Minimizing multiparameter functions using scipy. Derivatives are not known.

I have a function that is actually a call to another program (some Fortran code). When I call this function ( run_moog ), I can run_moog 4 variables and return 6 values. These values ​​should be close to 0 (to minimize). However, I combined them like this: np.sum(results**2) . Now I have a scalar function. I would like to minimize this feature, i.e. Get np.sum(results**2) as close to zero as possible.
Note When this function ( run_moog ) takes 4 input parameters, it creates an input file for Fortran code, which depends on these parameters.

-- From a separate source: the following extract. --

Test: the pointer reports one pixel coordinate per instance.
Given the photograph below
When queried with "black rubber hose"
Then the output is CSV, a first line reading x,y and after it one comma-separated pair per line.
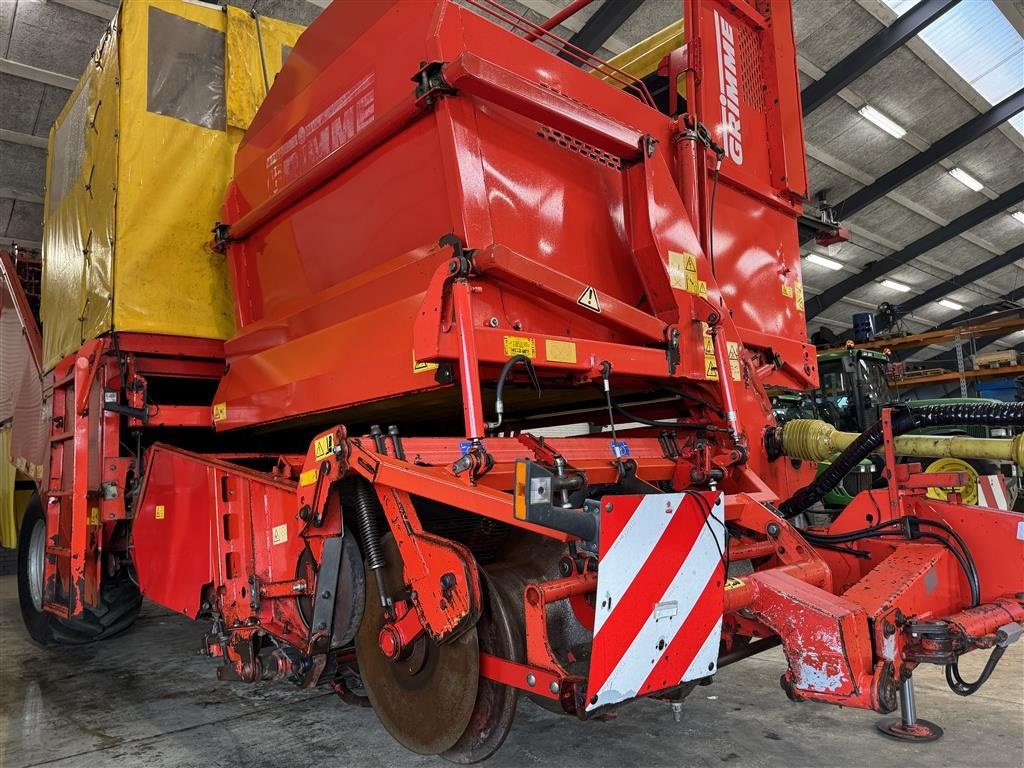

I tried several ways to optimize this from scipy docs . But no one works as expected. Minimization should have restrictions on 4 variables. Here is an attempt:

 from scipy.optimize import minimize # Tried others as well from the docs x0 = 4435, 3.54, 0.13, 2.4 bounds = [(4000, 6000), (3.00, 4.50), (-0.1, 0.1), (0.0, None)] a = minimize(fun_mmog, x0, bounds=bounds, method='L-BFGS-B') # I've tried several different methods here print a 

It gives me

  status: 0 success: True nfev: 5 fun: 2.3194639999999964 x: array([ 4.43500000e+03, 3.54000000e+00, 1.00000000e-01, 2.40000000e+00]) message: 'CONVERGENCE: NORM_OF_PROJECTED_GRADIENT_<=_PGTOL' jac: array([ 0., 0., -54090399.99999981, 0.]) nit: 0 

The third parameter changes slightly, and the rest are exactly the same. There were also 5 function calls ( nfev ), but no iterations ( nit ). The output from scipy is shown here.

+8
python scipy mathematical-optimization minimization
source share
4 answers

A couple of features:

  • Try COBYLA. It should be derivative-free and support the limitations of inequality.
  • You cannot use different epsilons through the normal interface; so try scaling your first variable to 1e4. (Separate it by going over again.)
  • Skip the usual jacobian auto constructor and make your own:

Suppose you are trying to use SLSQP and you are not providing a jacobian function. That makes it for you. The code for it is in approx_jacobian in slsqp.py . Here's the condensed version:

 def approx_jacobian(x,func,epsilon,*args): x0 = asfarray(x) f0 = atleast_1d(func(*((x0,)+args))) jac = zeros([len(x0),len(f0)]) dx = zeros(len(x0)) for i in range(len(x0)): dx[i] = epsilon jac[i] = (func(*((x0+dx,)+args)) - f0)/epsilon dx[i] = 0.0 return jac.transpose() 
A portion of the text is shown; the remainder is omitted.